= Arthur Willner =

Czech composer and teacher (1881–1959)

Arthur Willner (5 March 1881 – 6 April 1959) was a Bohemian-German composer, pianist, and teacher who from 1938 lived and worked in the UK.

==Education and European career==
Willner was born in Turn (Trnovany (Teplice)) in Teplitz-Schönau, Bohemia, Austrian Empire. He attended the Leipzig Conservatory where he studied with Adolf Ruthardt (piano), Carl Reinecke (composition) and Carl Piutti (music theory). He then continued his studies at the Akademie der Tonkunst in Munich with Joseph Rheinberger (piano) and Ludwig Thuille (composition).

In 1902 he secured his first significant academic post, as composition teacher and (from 1904) deputy director of the Stern Conservatory, Berlin. The position was secured after Gustav Hollaender heard his first string quartet. Fellow teachers there included Englebert Humperdink, Arnold Schoenberg and Ferrucio Busoni. Students he taught and influenced included Claudio Arrau, Otto Klemperer, Frederick Loewe, Edgar Varese, Kurt Weill and Stefan Wolpe.

He stayed there until 1924, when he was invited by former students to start a music conservatory in Istanbul. However, the extreme change of politics and government instability forced him to leave after only eight months. He then moved to Vienna, where he taught at the Volkshochschule and Neues Wiener Konservatorium, working alongside Simon Pullman, Egon Wellesz and Paul Wittgenstein, and where pupils included Hanns Eisler and Erwin Weiss. He also edited music for Universal Edition. During this period he and his wife Cecile Taufstein (°Paris, 31 January 1882) were living in the 7th district of Vienna, in the Zieglergasse.

==Exile in England==
On 15 March 1938 at the age of 57, Willner left Austria for Paris to escape the Anschluss; he moved to England later that year. After arriving in England, Willner received an invitation through the Jewish Centre, Woburn House from Arthur Franklin, director of Routledge & Co, to stay at Chartridge House, Chesham in Buckinghamshire. Willner stayed for two months, during which time he composed his English Concerto for chamber orchestra (Op. 98). This work is one of only three English-themed works in his entire known output (the others being the Hereford Suite (Op. 102) and a handful of English songs). In September 1939 he moved to Kington in Herefordshire, into the gardener's cottage at Gravel Hill, the parental home of composer E.J. Moeran, where he composed, taught, edited music for Boosey & Hawkes and helped Moeran with music copying and some orchestrations.

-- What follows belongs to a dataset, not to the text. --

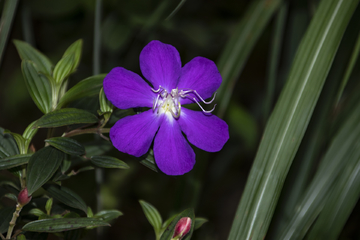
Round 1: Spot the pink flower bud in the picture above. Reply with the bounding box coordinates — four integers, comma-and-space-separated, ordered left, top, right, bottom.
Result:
173, 217, 191, 240
18, 188, 31, 206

Willner remained at Gravel Hill until 1945, when Cecile became fatally ill and, after a short period in Edgbaston Hospital in Birmingham, she was moved to a nursing home in London. Cecile died later that year. Willner moved to London, where he lived at 68 Shoot-Up Hill, Cricklewood. In 1948 he developed a heart condition, which left him bed-bound, although he continued to compose until his own death in 1959.

==Composition==
Despite his relatively prominent place in the German musical establishment during the first part of the century, most of his works are now completely unknown and many believed lost. Willner composed over well over 100 works, around half of them during his 20 years in England. His most successful period as a composer was between 1907 and 1925 when his opus list includes string quartets, piano and violin sonatas, chamber works, a symphony, violin and cello concertos and numerous vocal and choral works. However, once in the UK, and despite efforts by Moeran to promote his music, it remained largely unperformed during the rest of his lifetime. Exceptions included a Manchester performance of his Concerto for String Orchestra in 1938, a recital of his own piano music at Leighton House in May 1939, a concert by the City of Birmingham Orchestra including his Piano Concerto in A minor, and a 1946 performance in Sheffield of his Clarinet Sonata, performed by John Bird.

Willner's music combines romantic lyricism with contrapuntal rigour and formal clarity. There were six symphonies, a Violin Concerto Op. 67, a Cello Concerto, two piano concertos and the Concerto for String Orchestra, Op. 37); chamber music (much of it with piano, but also five string quartets); choral music and song. Universal Edition published a few of his works in Austria and Novello and Hinrichsin (now Peters) published three of his works in London. His "highly chromatic and intense" Sonata for Solo Flute, Op. 34, is currently the only piece of his still in print and recorded. Otherwise he is best remembered for arrangements, such as his string orchestra transcription of Béla Bartók's Romanian Folk Dances for piano, and for his orchestral reduction of Richard Strauss's Oboe Concerto.

His archives, including extensive diaries, journals and letters, are held at the Leo Baeck Institute in New York and the Gesellschaft der Musikfreunde in Vienna.